From a review of the case law, the following factors may favour a support award at the higher end of the range:
The recipient has a strong compensatory claim (eg. recipient moved/gave up employment for payor’s benefit; recipient funded payor’s education/training; recipient sacrificed employment opportunities because of child care).
The recipient has limited income.
The recipient has limited earning capacity.
The recipient has compelling needs and standard of living.
The recipient is older.
The recipient will be undertaking retraining or education in the immediate future which is aimed at promoting self-sufficiency.
The recipient has primary care of very young children, several children and/or special needs children (ie. age, number and needs of the children can restrict the custodial parent’s ability to work).
The marriage is long term.
The marriage is short with young children and a stay-at-home custodial parent.
There is no property to be divided.
The recipient is carrying significant family debts (but not severe enough to fall within debt payment exception).
The following factors may support an award at the lower end of the range:
The recipient has a weak compensatory claim.

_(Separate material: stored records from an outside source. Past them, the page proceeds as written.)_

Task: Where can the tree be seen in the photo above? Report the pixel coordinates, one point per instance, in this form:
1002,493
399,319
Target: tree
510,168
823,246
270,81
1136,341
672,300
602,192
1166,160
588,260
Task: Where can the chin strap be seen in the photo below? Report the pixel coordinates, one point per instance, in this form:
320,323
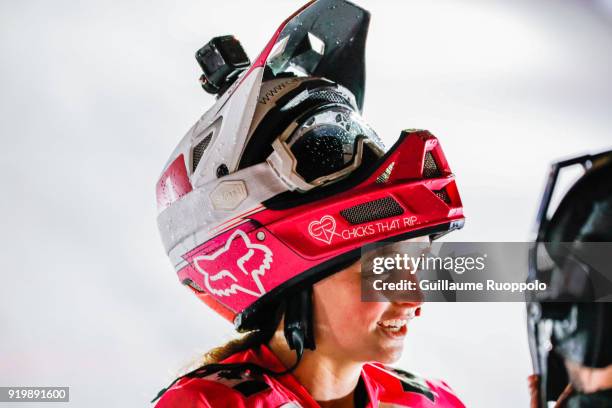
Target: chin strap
298,322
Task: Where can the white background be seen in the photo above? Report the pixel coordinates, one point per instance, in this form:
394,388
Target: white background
95,95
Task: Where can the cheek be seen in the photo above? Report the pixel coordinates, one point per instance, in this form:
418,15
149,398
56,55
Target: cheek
340,316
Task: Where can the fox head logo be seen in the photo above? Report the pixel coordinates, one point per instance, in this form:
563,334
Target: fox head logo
235,267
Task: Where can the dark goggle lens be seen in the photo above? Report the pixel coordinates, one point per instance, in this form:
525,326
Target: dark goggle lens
327,142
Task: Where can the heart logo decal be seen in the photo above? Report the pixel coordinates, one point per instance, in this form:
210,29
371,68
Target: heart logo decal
324,229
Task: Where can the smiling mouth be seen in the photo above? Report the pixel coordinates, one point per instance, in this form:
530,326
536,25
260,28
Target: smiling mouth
397,327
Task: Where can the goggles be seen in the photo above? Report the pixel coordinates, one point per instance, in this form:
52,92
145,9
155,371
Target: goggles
322,146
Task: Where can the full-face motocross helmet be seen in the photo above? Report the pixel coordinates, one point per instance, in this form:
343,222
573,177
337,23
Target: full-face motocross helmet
281,182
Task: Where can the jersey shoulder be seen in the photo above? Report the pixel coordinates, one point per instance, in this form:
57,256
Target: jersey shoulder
233,388
402,386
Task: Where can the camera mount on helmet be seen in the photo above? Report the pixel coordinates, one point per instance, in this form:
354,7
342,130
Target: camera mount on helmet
223,60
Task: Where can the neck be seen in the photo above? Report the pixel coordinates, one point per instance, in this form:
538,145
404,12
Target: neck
330,380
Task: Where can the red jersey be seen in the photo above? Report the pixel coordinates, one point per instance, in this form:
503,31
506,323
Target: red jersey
379,386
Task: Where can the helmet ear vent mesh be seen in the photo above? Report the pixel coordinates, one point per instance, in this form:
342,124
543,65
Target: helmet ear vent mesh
430,167
198,151
372,211
443,195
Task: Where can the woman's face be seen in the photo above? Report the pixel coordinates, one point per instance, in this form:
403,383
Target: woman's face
347,328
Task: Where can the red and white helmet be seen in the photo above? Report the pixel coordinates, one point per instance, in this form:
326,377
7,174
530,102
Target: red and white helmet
281,182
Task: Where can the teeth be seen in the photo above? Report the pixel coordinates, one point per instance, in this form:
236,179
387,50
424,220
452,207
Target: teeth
393,324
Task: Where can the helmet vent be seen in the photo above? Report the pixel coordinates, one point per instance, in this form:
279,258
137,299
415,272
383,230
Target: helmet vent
328,95
430,168
443,195
384,176
372,211
198,151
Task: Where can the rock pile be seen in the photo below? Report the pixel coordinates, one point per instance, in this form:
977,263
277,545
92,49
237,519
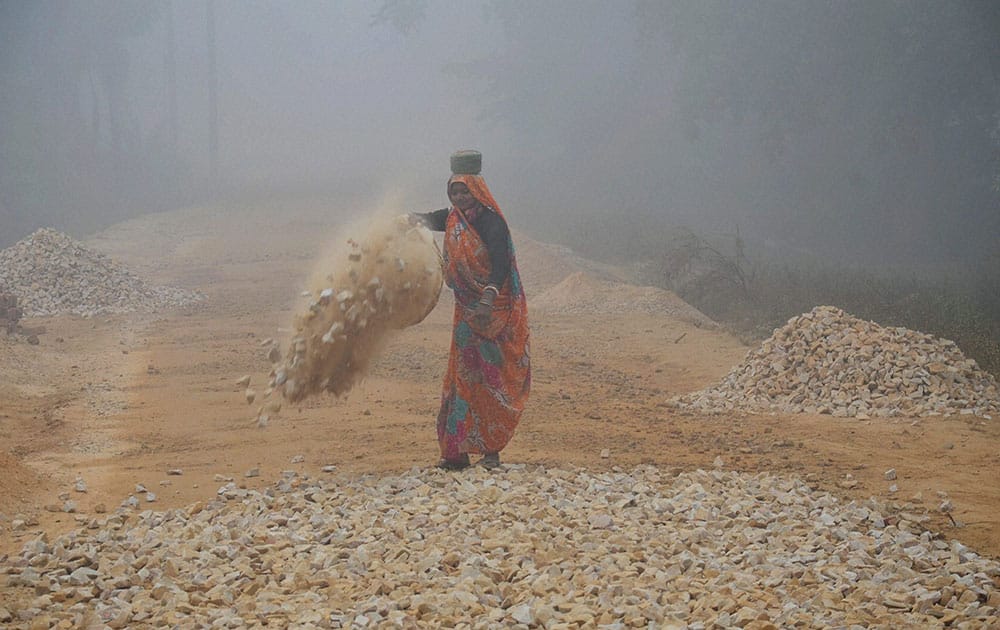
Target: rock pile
10,313
389,276
513,548
826,361
53,274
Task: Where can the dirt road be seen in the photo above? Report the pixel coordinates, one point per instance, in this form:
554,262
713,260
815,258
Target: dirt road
119,401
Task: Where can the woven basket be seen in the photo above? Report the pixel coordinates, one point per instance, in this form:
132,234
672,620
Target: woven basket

The payor has limited income.
The payor has limited earning capacity/ability to pay.
The recipient does not have significant needs (eg. recipient has solid employment/income; recipient has reduced living expenses (ie. subsidized housing; mortgage free matrimonial home; shared housing costs)).
The recipient has remarried/repartnered.
The payor has significant needs.
The recipient is younger.
There is an unequal division of property in favour of the recipient.
The recipient holds sizeable exempt or excluded assets after division of property.
The payor is carrying significant family debts (but not severe enough to fall within debt payment exception).
In the case of a traditional marriage, the payor has costs associated with going to work, in contrast to the non-working recipient.
An incentive for the recipient to make greater efforts towards self-sufficiency is needed (although imputing income can also address this factor).
There are local and regional differences (eg. Atlantic provinces).
The payor has significant direct access costs (especially important when the payor is at the lower end of the income spectrum).
The payor makes mandatory deductions for pension contributions (especially important when the payor is at the lower end of the income spectrum).